“I need to stop drinking. For the baby.” Lost in shame, Gilly tried to force away the image of her newborn daughter’s face.
Mother June gave her a comforting shoulder squeeze. Across the room, the Eldest gestured to the other women who stood clustered in the corners of the low basement.
Eleven witches, one coven.
“We’ve all struggled.” The Eldest soothed as she shared a look with Mother June. “We must seem old to you. It’s hard to attract younger women to the ancient arts. So few believe…”
The coven looked more like gray-haired grandmothers than powerful conjurers, Gilly thought. She would pass these women in the grocery without a second thought.
“I’m not sure I believe in magic,” Gilly confessed, “But nothing’s worked. I don’t want to live like this.”
“We will cast a spell for you, child. For your baby. Our magic is old and secret. You can’t tell anyone what we do and you can’t seek help until the spell is finished. Our price is silence.”
Gilly nodded, grateful.
Mother June retreated to a corner and withdrew yards of purple cloth from a sack. Another witch pulled out pruning shears and an amber decanter, which smelled of apricots.
The coven began a tuneless hum as Mother June wrapped Gilly in layers of cloth. Initially, Gilly found herself lulled in the swaddle, but as the women droned on, waves of claustrophobia crashed over her. She struggled against the unyielding fabric.
“You are caught like a fly in a web. We offer a cure. Drink and by the new moon you’ll never swallow another drop of booze,” The Eldest intoned.
Mother June poured the sticky juice into Gilly’s mouth. It overflowed, choking her as she frantically swallowed. Someone cut at the fabric until finally the pruning shears loosed her and Gilly could move her arms again.
The droning halted. The spell was cast.
Walking into the night, Gilly basked in the full moon.
The Eldest called after her, “By the waning of the moon, you will be free of your burdens.”
During the waning gibbous, Gilly was unchanged. She tried for sobriety and sometimes succeeded. Every night, she would rock Sophia to sleep whispering, “Soon I will be a good mama.”
At the quarter moon, Gilly began to worry. Something was happening in her throat. There was a tightening, a stiffening.
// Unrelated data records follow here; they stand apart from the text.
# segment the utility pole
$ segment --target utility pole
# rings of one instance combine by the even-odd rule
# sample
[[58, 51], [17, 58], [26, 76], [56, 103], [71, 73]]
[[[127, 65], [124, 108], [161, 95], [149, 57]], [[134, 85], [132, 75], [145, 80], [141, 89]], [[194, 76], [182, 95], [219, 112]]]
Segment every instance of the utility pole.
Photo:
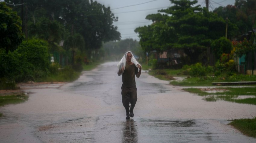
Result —
[[21, 0], [21, 21], [22, 22], [22, 25], [21, 27], [22, 30], [22, 32], [23, 33], [24, 33], [24, 13], [23, 12], [23, 5], [24, 5], [24, 0]]
[[225, 35], [226, 38], [227, 38], [228, 35], [228, 17], [226, 19], [226, 34]]
[[206, 8], [209, 11], [209, 0], [205, 0], [205, 4], [206, 4]]

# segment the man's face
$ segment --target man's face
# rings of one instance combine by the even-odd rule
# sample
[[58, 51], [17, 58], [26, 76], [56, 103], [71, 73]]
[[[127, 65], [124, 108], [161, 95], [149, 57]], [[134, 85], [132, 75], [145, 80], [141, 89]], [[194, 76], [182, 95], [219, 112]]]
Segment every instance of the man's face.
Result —
[[130, 62], [132, 60], [132, 58], [133, 57], [133, 56], [132, 56], [132, 54], [130, 53], [128, 53], [127, 54], [127, 55], [126, 56], [126, 61], [128, 62]]

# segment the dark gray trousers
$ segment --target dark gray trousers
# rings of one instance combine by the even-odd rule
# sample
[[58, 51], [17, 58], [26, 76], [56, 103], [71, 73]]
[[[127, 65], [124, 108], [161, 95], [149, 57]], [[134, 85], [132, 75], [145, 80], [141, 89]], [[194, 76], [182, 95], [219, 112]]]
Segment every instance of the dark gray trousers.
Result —
[[[130, 114], [130, 111], [133, 111], [133, 108], [137, 101], [137, 89], [136, 88], [127, 87], [122, 86], [122, 102], [123, 105], [125, 108], [126, 115]], [[130, 110], [130, 104], [131, 104], [131, 108]]]

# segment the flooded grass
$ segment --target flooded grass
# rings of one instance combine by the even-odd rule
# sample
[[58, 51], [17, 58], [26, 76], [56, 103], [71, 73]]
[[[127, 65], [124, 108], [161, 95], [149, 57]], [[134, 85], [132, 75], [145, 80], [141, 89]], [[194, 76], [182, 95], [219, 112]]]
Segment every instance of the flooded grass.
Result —
[[25, 102], [28, 99], [28, 96], [24, 94], [0, 96], [0, 107], [9, 104], [16, 104]]
[[97, 67], [101, 63], [99, 62], [90, 63], [88, 65], [83, 65], [83, 70], [84, 71], [90, 71]]
[[[24, 93], [17, 95], [0, 96], [0, 107], [10, 104], [16, 104], [23, 102], [28, 99], [28, 96]], [[0, 117], [3, 116], [0, 113]]]
[[[216, 90], [215, 93], [209, 93], [202, 91], [204, 89], [205, 89], [191, 88], [183, 89], [183, 90], [192, 93], [197, 94], [200, 96], [204, 96], [204, 99], [207, 101], [216, 101], [222, 100], [239, 103], [256, 105], [255, 87], [207, 89]], [[254, 96], [254, 98], [239, 99], [237, 98], [239, 95], [251, 95]]]
[[256, 116], [252, 119], [234, 120], [229, 124], [239, 130], [244, 135], [256, 138]]

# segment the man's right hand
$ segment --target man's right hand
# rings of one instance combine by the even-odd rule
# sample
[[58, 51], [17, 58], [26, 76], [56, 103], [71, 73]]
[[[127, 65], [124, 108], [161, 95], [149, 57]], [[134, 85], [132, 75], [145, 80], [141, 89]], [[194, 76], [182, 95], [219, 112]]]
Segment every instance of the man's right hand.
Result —
[[118, 76], [120, 76], [122, 74], [122, 73], [123, 72], [123, 71], [124, 70], [124, 67], [123, 66], [121, 68], [120, 70], [118, 71], [118, 72], [117, 72], [117, 75], [118, 75]]

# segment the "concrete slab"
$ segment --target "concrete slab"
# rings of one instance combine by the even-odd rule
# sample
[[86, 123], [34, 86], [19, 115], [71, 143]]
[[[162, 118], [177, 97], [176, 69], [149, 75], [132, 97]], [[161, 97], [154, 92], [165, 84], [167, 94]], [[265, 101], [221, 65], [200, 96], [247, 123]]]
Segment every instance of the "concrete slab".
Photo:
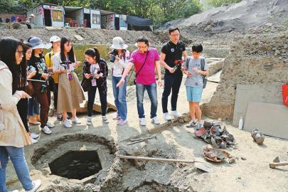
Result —
[[259, 129], [264, 134], [288, 139], [288, 107], [284, 105], [250, 102], [244, 130]]
[[250, 101], [282, 104], [282, 85], [281, 82], [237, 85], [233, 124], [238, 126], [241, 116], [245, 120]]

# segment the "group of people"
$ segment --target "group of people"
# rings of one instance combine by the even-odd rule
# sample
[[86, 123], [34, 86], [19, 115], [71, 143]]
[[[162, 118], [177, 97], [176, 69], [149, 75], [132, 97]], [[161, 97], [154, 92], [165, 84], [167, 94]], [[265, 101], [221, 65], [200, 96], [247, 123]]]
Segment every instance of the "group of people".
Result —
[[[146, 125], [143, 106], [145, 90], [151, 100], [150, 118], [154, 124], [160, 124], [156, 112], [157, 85], [164, 85], [161, 102], [165, 120], [171, 120], [171, 114], [176, 117], [181, 116], [176, 108], [183, 74], [187, 75], [185, 85], [191, 117], [189, 126], [195, 126], [201, 120], [199, 102], [203, 77], [208, 75], [206, 62], [201, 57], [203, 47], [201, 44], [193, 46], [192, 57], [188, 57], [186, 46], [179, 40], [179, 29], [170, 28], [169, 34], [170, 41], [164, 45], [160, 55], [144, 36], [137, 39], [137, 49], [131, 54], [121, 37], [113, 38], [109, 56], [112, 63], [112, 82], [117, 109], [113, 119], [117, 121], [117, 125], [127, 122], [127, 76], [133, 66], [140, 125]], [[50, 52], [44, 56], [43, 49], [50, 48]], [[36, 139], [39, 137], [39, 134], [30, 132], [28, 122], [40, 124], [43, 133], [51, 134], [50, 128], [54, 127], [48, 122], [51, 91], [57, 119], [62, 121], [65, 127], [70, 128], [73, 124], [80, 124], [76, 109], [85, 100], [84, 92], [87, 92], [88, 95], [86, 124], [92, 124], [97, 89], [102, 122], [109, 123], [106, 116], [107, 64], [100, 57], [97, 48], [87, 49], [84, 55], [83, 78], [80, 82], [74, 70], [81, 63], [77, 61], [71, 40], [55, 36], [50, 38], [48, 44], [35, 36], [28, 38], [25, 42], [12, 38], [0, 40], [0, 191], [7, 191], [5, 169], [9, 157], [26, 191], [36, 191], [40, 187], [41, 181], [32, 181], [29, 176], [23, 149], [25, 145], [37, 142]], [[164, 85], [161, 66], [165, 68]], [[171, 112], [169, 114], [168, 97], [171, 92]], [[70, 119], [68, 112], [72, 114]]]

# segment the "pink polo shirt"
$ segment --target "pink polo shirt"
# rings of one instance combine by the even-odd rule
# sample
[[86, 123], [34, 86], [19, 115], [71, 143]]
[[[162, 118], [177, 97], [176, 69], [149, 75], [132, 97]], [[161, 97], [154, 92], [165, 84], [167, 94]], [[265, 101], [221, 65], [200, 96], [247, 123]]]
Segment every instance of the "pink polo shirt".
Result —
[[142, 85], [151, 85], [156, 82], [155, 78], [155, 61], [160, 60], [159, 54], [156, 48], [149, 48], [148, 49], [147, 58], [142, 69], [141, 67], [144, 63], [146, 53], [142, 53], [139, 50], [135, 50], [131, 53], [130, 62], [134, 63], [135, 73], [137, 75], [136, 82]]

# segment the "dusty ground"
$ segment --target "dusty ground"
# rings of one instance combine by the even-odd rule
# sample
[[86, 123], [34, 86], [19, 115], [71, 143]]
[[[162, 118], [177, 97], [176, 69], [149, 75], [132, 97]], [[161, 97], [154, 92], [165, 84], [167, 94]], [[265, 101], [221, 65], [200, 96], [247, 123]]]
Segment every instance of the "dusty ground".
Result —
[[[210, 100], [217, 85], [208, 83], [203, 93], [205, 102]], [[111, 93], [111, 84], [108, 87]], [[131, 95], [133, 90], [134, 87], [129, 87]], [[288, 142], [267, 137], [265, 145], [257, 146], [249, 132], [239, 130], [229, 123], [226, 124], [227, 129], [235, 137], [238, 149], [228, 151], [236, 157], [236, 163], [213, 164], [215, 169], [213, 173], [204, 173], [193, 164], [135, 162], [117, 158], [117, 154], [127, 154], [205, 161], [201, 149], [206, 144], [194, 139], [193, 129], [186, 127], [188, 118], [170, 124], [164, 124], [160, 100], [162, 91], [158, 88], [158, 114], [162, 123], [159, 126], [151, 124], [149, 115], [147, 126], [139, 125], [135, 97], [129, 97], [129, 122], [123, 127], [117, 127], [112, 120], [113, 112], [107, 115], [110, 119], [108, 125], [102, 124], [99, 114], [93, 117], [93, 125], [90, 127], [85, 125], [85, 114], [80, 115], [82, 124], [72, 129], [65, 129], [55, 122], [56, 127], [52, 129], [51, 135], [41, 134], [38, 144], [25, 147], [31, 177], [42, 180], [40, 191], [287, 191], [288, 167], [271, 169], [268, 164], [277, 156], [282, 161], [288, 160]], [[181, 87], [179, 95], [178, 110], [186, 113], [188, 107], [184, 86]], [[109, 98], [112, 102], [112, 97]], [[147, 95], [145, 111], [149, 114]], [[55, 117], [50, 121], [55, 121]], [[31, 129], [38, 132], [35, 126]], [[156, 131], [156, 139], [150, 139], [148, 143], [127, 145], [129, 138]], [[61, 154], [67, 148], [107, 150], [112, 154], [102, 153], [103, 169], [95, 176], [85, 181], [68, 181], [50, 175], [47, 166], [53, 155]], [[83, 185], [83, 182], [87, 184]], [[7, 167], [7, 183], [10, 183], [10, 191], [21, 189], [11, 162]]]

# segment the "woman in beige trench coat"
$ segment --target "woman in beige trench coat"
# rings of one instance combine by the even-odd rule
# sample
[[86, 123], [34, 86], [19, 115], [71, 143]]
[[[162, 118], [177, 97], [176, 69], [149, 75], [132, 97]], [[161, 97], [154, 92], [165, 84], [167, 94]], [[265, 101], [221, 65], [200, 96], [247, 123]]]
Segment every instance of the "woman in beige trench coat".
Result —
[[23, 58], [23, 43], [11, 38], [0, 40], [0, 191], [7, 191], [6, 167], [9, 157], [26, 191], [33, 192], [41, 181], [32, 181], [25, 159], [23, 146], [31, 143], [18, 112], [16, 105], [30, 96], [16, 90], [19, 74], [16, 65]]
Three days later, when the moon became a crescent, Gilly panicked. Her throat was raw and swollen. Alcohol burned and Gilly couldn’t swallow more than sip.
On the last day of the waning crescent, Gilly came to a terrible understanding. She could neither eat nor drink. Breathing was laborious.
From her porch, Gilly could hear Sophia inside, crying to be held. Gilly searched the sky for even the tiniest sliver of moon. The waning moon… She sucked air through her constricted throat. Too weak to talk, she texted her mother and sister. Someone would need to fetch Sophia when the new moon arrived.
She tried to suck in another breath, but this time, there was only suffocating stillness. Gilly sank to her knees in the cold night air. As the darkness crept in, she realized the baby was quiet.
Witches poured out the front door, Mother June carrying Sophia cradled in the black velvet of her robes.